Thursday, November 15, 2007

Thing 44

This was a fairly easy assignment. I find Jott interesting. I'm not sure if I'll use it much, though, since I rarely use my cell phone and don't tend to think of calling myself with a To Do List. I think it's easier to write a list on paper. Also, it doesn't seem to work very well on my computer--maybe it's a software issue, but you can't listen to the Jott messages, just read what it transcribed.

I did use Jott with Twitter & Blogger. I even added a Jott widget to my sidebar. Then, since I didn't like it, I deleted the Jott posts and widget.

The only library application I can think of would be to link a library cell phone with Jott and post announcements to an official library blog. For example, if we had a blog with daily announcments on it--you could just call Jott to add your newest announcement--say it's to announce the Library closed due to weather, the person with the cell phone could call that in.

Sunday, November 4, 2007

Thing 43

This is the only assignment I’ve come across that absolutely requires downloading and installing software—not something I could recommend for our library computers as installing on public computers requires an administrative logon. For home use, I can see the possibilities—particularly for any musicians or other musically oriented people. The sheet music application would also be a big plus for them. They should add in the assignment instructions that you will also need to download winzip to unzip and install the jazz sequencer program.
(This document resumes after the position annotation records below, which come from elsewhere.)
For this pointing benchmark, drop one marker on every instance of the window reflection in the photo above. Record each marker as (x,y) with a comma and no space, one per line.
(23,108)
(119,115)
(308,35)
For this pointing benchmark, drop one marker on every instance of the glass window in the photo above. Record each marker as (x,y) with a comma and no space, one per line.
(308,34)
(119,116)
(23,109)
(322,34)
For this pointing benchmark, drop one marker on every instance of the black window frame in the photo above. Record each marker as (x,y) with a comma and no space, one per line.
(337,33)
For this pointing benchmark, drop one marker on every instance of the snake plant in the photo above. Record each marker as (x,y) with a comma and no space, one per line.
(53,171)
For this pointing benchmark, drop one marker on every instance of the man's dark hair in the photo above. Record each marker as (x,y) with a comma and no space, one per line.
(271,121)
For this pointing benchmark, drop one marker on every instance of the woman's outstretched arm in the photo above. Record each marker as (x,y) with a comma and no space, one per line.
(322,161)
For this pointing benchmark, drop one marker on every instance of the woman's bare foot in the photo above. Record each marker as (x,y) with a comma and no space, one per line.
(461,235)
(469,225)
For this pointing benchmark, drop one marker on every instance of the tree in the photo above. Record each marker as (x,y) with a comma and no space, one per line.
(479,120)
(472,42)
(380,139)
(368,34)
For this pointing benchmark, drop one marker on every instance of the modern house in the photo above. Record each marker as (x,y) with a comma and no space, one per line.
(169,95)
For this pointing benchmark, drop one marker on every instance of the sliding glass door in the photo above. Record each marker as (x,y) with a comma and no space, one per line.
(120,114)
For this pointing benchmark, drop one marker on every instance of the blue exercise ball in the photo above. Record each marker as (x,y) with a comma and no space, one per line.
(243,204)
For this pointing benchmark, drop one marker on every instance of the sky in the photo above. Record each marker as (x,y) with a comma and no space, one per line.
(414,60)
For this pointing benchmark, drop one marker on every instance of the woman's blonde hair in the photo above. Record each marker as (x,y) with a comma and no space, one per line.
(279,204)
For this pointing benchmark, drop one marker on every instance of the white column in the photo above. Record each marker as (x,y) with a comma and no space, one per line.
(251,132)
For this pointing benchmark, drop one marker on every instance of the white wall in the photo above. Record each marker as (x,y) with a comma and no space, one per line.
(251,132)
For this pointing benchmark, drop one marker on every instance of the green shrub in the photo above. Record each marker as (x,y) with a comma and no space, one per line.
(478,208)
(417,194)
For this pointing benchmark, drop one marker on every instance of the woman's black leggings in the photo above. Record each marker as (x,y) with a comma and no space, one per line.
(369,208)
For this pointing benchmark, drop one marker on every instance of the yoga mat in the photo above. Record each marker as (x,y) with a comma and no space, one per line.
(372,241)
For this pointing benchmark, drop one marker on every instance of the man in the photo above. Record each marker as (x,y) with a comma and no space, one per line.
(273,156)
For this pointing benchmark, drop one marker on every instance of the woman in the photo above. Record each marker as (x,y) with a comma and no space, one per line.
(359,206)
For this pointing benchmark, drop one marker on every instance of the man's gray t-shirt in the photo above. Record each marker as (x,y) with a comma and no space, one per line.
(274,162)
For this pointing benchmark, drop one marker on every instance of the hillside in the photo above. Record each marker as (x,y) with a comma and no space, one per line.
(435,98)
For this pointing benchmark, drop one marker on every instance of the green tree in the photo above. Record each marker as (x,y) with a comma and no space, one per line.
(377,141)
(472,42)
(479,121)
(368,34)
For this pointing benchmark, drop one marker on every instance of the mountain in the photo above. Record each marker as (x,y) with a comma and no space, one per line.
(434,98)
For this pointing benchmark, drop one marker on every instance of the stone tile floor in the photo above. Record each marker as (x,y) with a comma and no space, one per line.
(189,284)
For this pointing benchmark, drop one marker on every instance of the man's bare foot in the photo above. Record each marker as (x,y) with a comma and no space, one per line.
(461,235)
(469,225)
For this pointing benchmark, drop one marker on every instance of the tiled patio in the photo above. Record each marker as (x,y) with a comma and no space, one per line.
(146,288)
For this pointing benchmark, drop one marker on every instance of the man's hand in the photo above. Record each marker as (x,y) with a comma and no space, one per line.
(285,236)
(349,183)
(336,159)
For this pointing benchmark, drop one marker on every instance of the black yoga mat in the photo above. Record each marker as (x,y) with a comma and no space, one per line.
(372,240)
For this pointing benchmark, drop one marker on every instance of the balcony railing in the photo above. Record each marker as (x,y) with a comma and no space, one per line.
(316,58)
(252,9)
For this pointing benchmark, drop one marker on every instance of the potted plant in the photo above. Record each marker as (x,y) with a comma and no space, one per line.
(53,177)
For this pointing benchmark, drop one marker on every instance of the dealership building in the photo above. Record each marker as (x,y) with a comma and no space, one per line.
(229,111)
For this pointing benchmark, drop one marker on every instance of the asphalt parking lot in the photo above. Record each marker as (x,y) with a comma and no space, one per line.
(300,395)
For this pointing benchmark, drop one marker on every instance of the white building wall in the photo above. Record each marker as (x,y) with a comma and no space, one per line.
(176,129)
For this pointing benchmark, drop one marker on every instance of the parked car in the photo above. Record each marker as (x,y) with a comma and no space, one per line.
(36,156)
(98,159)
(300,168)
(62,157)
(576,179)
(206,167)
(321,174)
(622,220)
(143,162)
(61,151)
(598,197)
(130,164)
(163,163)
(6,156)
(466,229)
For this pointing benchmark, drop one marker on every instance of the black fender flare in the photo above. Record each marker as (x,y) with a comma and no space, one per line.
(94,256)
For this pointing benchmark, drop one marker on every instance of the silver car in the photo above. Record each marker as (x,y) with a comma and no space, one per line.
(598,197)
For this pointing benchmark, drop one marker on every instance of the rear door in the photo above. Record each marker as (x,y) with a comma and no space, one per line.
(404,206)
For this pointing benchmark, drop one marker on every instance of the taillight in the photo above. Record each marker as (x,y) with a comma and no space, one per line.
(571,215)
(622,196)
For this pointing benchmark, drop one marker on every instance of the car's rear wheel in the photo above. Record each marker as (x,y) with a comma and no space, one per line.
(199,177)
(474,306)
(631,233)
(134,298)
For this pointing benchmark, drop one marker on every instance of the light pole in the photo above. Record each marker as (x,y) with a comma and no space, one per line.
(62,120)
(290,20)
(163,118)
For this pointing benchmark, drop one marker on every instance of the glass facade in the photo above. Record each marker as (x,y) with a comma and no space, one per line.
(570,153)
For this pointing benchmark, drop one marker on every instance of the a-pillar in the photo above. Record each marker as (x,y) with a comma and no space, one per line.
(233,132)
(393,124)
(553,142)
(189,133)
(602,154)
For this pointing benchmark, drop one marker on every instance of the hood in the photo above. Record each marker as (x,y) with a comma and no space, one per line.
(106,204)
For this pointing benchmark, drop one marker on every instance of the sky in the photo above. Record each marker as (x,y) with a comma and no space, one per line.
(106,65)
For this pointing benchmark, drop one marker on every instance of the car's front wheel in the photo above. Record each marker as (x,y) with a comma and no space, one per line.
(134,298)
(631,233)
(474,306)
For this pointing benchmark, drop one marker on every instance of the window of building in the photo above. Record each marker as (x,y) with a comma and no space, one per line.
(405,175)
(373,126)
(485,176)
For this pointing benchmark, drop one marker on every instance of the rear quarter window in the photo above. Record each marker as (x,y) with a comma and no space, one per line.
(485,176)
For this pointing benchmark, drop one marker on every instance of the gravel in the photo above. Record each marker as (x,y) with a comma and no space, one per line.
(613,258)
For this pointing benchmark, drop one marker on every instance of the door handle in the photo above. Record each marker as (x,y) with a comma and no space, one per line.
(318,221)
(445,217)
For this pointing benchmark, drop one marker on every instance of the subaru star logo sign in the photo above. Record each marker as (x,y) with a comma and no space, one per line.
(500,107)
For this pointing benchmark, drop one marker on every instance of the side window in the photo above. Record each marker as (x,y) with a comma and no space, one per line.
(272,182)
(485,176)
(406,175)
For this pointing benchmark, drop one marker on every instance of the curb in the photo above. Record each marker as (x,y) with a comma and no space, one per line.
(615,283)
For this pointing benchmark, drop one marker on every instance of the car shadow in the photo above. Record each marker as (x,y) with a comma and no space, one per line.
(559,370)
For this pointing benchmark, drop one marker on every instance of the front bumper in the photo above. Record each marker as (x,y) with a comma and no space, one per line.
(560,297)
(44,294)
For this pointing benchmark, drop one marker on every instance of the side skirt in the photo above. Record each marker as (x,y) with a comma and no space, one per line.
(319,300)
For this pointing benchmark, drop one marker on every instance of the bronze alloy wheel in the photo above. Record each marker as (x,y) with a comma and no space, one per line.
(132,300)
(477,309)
At least they do have a link to the winzip download on the same page as the sequencer download. Really, this is something I'll think about using on my home computer once I have high speed internet access--looks like it could be a lot of fun making my own version of some song.

Thing 42

Neat, this lesson showed that something that was around before WWW is still here today and still in use. Harley Hahn does give a great, fact-filled tutorial about usenet.
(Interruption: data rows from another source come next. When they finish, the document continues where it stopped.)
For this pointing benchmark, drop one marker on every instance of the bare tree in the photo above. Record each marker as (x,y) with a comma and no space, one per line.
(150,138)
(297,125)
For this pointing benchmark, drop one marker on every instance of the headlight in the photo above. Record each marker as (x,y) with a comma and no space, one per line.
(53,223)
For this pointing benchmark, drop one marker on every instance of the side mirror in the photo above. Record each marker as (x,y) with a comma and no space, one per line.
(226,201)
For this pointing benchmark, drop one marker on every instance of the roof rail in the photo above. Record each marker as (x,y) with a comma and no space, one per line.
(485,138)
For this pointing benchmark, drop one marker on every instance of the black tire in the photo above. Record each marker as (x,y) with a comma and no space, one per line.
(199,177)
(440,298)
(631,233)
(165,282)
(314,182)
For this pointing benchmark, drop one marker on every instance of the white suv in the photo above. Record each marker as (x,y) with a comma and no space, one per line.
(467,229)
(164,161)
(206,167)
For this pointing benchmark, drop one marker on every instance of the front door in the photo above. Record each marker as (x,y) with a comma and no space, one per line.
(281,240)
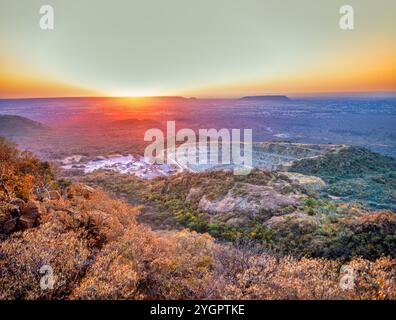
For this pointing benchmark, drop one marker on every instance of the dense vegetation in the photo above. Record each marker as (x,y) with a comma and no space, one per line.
(355,174)
(97,250)
(314,227)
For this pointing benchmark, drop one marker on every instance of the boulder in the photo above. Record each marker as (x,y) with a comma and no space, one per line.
(10,226)
(79,190)
(194,195)
(54,195)
(30,213)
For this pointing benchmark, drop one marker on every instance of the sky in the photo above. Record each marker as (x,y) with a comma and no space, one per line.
(206,48)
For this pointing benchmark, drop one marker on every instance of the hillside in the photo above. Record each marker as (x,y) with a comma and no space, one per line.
(11,125)
(354,174)
(96,249)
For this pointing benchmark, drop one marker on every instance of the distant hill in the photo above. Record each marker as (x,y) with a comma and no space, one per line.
(134,123)
(265,98)
(11,125)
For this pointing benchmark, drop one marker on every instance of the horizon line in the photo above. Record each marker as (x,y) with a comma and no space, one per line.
(297,95)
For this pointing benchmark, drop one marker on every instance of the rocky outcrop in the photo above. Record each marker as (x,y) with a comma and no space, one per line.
(248,199)
(310,184)
(79,190)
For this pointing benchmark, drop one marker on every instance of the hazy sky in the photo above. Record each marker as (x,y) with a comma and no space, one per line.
(201,48)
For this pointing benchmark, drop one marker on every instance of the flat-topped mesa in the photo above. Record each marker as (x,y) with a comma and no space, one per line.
(277,98)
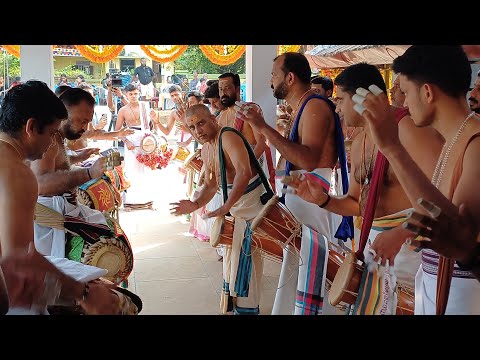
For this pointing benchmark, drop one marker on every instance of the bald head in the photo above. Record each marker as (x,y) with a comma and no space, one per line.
(201,123)
(198,109)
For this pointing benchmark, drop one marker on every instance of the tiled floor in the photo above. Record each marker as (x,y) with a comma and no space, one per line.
(175,273)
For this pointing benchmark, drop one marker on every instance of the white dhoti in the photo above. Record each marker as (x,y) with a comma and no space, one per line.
(463,299)
(140,176)
(315,218)
(74,269)
(147,90)
(245,209)
(407,260)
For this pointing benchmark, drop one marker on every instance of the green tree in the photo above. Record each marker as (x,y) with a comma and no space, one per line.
(71,72)
(9,65)
(194,59)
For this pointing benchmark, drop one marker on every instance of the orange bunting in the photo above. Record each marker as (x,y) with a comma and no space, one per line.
(223,54)
(13,49)
(100,53)
(287,48)
(164,53)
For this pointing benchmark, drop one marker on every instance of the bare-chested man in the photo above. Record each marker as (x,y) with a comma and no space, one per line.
(310,148)
(243,203)
(229,91)
(435,80)
(95,132)
(474,98)
(393,205)
(57,188)
(29,122)
(134,116)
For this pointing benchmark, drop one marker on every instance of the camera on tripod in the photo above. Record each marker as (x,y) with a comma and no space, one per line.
(116,80)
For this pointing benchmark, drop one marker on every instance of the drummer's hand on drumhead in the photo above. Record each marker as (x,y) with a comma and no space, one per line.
(84,154)
(388,244)
(183,207)
(129,144)
(456,237)
(306,187)
(153,116)
(221,211)
(100,300)
(98,167)
(125,131)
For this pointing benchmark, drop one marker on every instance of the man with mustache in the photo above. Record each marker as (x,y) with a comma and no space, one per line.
(29,127)
(311,146)
(474,99)
(229,91)
(57,189)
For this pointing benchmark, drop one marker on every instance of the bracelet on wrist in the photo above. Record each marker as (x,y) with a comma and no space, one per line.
(325,203)
(473,263)
(86,291)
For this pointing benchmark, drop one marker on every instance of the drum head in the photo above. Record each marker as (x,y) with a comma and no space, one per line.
(264,212)
(149,144)
(112,255)
(342,279)
(216,232)
(190,157)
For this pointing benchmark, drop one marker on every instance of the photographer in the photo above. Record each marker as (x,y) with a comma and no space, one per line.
(145,75)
I visited the Library usenet group: Not a lot of activity—Activity Low--only 20 recent authors. Much as it says its all things library related, I found an obvious spam posting that made it into the group. It was most used in 1996 and 1997, actually, there was lots of usage from 1994 through first months of 2000, then it really drops off, hardly ever getting up to 100 posts per month after that.

Since you have to pay to access Harley Hahn's Internet Yellow Pages, Google Groups is a great free way to find usenet groups. I had a lot of fun as you can search for groups on anything—vampires, authors, movies, cars (I searched my car make & model), etc. Main thing to keep in mind is that all the information is informal, undocumented, opinions. As groups also have RSS feeds, Usenet seems to be very similar to the news groups/social marketing sites we learned about in Library 2.0: Bloglines, Technorati, Topix, etc.

Thursday, November 1, 2007

Thing 41

I am so glad to finally reach this assigment. Live Mocha is a great language learning site--best of all its free!!!

I have signed up for a French class to remind myself what I’ve lost in the 15 years since I last took French in college. This is something that I’ve wanted to do. If this site really works at helping me relearn my French, I plan to try other languages in the future.

This would be very useful for all of us in learning new languages to speak with our visitors and immigrants from other lands--improve library communications and improve library relations with our public.

Thing 40

Very enjoyable assignment. I really like visiting Retroland. Lots of fun to go through and find my old favorite foods, movies, etc. I did a TV show I had forgotten that I liked—Kids Incorporated—and my favorite breakfast cereal as a kid—Quisp. I added a few memories. Good place to search for information on everything. I like all the information in the About section for each item and the links to official sites some items have under External Links.